The research employs a NovAtel GNSS antenna at Tampere University to capture authentic satellite signals, while spoofed signals are generated using the GSG-6 Spectracom simulator. The study is specifically focused on the GPS L1 and Galileo E1 frequency bands and explores various spoofing scenarios, including static and dynamic receiver conditions, true and false spoofer positions, and the presence or absence of multipath effects. Unlike previous studies that address multiple attack types, this thesis narrows its scope to asynchronous spoofing under diverse configurations, providing a more focused and detailed analysis that can enable better RF fingerprinting studies than with the existing datasets in the current literature. All signal recordings are conducted at a high sampling frequency of 50 MHz using a USRP NI-2954 software-defined radio, ensuring precision and data integrity throughout the experiments. The main reason of using a high sampling rate has been to capture better the RF features, as well as to allow a high-enough bandwidth encompassing both E1/L1 and E5a/L5 bands.
The results demonstrate the successful generation of spoofing datasets which can be used in future to validate the effectiveness of radio fingerprinting for feature-based signal differentiation. By utilizing the FGI-GSRx software receiver for detailed analysis, this research provides a comprehensive assessment of the impact of spoofing on signal characteristics, offering critical insights for improving spoofing detection and mitigation techniques. The inclusion of Spectracom scenario files and detailed readme files ensures that researchers can replicate the experiments and validate their algorithms, thereby enhancing the reliability and applicability of the findings.
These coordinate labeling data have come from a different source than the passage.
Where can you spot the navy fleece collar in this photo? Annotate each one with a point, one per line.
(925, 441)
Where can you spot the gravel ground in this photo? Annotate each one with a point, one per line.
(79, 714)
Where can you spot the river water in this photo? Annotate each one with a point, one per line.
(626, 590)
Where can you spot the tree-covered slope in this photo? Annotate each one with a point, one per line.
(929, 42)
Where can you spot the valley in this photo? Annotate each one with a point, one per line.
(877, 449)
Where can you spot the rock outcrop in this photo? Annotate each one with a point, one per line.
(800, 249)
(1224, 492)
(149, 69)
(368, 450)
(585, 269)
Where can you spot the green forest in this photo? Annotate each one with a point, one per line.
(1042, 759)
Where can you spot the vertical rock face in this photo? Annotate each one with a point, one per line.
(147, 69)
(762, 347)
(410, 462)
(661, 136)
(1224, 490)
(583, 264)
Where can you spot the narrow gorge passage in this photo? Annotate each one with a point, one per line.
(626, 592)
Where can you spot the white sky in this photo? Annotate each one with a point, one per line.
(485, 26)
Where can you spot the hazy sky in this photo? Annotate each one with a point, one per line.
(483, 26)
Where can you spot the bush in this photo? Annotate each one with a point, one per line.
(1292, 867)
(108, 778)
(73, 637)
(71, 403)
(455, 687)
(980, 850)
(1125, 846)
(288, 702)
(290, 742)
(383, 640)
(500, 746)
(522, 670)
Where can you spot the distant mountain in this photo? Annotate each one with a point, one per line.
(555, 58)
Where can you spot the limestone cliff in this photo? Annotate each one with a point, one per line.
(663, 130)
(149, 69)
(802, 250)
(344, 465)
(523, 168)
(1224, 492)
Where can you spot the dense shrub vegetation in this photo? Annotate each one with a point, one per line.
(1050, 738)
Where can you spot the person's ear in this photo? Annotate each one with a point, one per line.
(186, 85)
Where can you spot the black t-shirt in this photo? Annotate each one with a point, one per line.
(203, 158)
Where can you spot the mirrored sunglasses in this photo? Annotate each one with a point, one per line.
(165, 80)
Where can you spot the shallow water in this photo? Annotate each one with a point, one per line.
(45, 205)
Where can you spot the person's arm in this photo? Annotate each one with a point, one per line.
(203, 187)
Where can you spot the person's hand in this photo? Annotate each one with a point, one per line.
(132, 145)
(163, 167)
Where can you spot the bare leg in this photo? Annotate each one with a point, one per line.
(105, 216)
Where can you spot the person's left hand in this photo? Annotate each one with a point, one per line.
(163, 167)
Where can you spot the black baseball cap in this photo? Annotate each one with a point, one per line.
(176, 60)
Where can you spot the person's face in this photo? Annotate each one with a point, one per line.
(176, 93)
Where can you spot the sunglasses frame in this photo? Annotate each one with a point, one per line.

The soon-to-be-made publicly available datasets and accompanying resources serve as a vital tool for the GNSS research community, enabling the development of more robust countermeasures against evolving spoofing threats. This thesis does not only contributes to the theoretical understanding of GNSS spoofing mechanisms but it provides practical tools and methodologies to enhance the security and resilience of GNSS-dependent systems in the face of increasingly sophisticated attacks.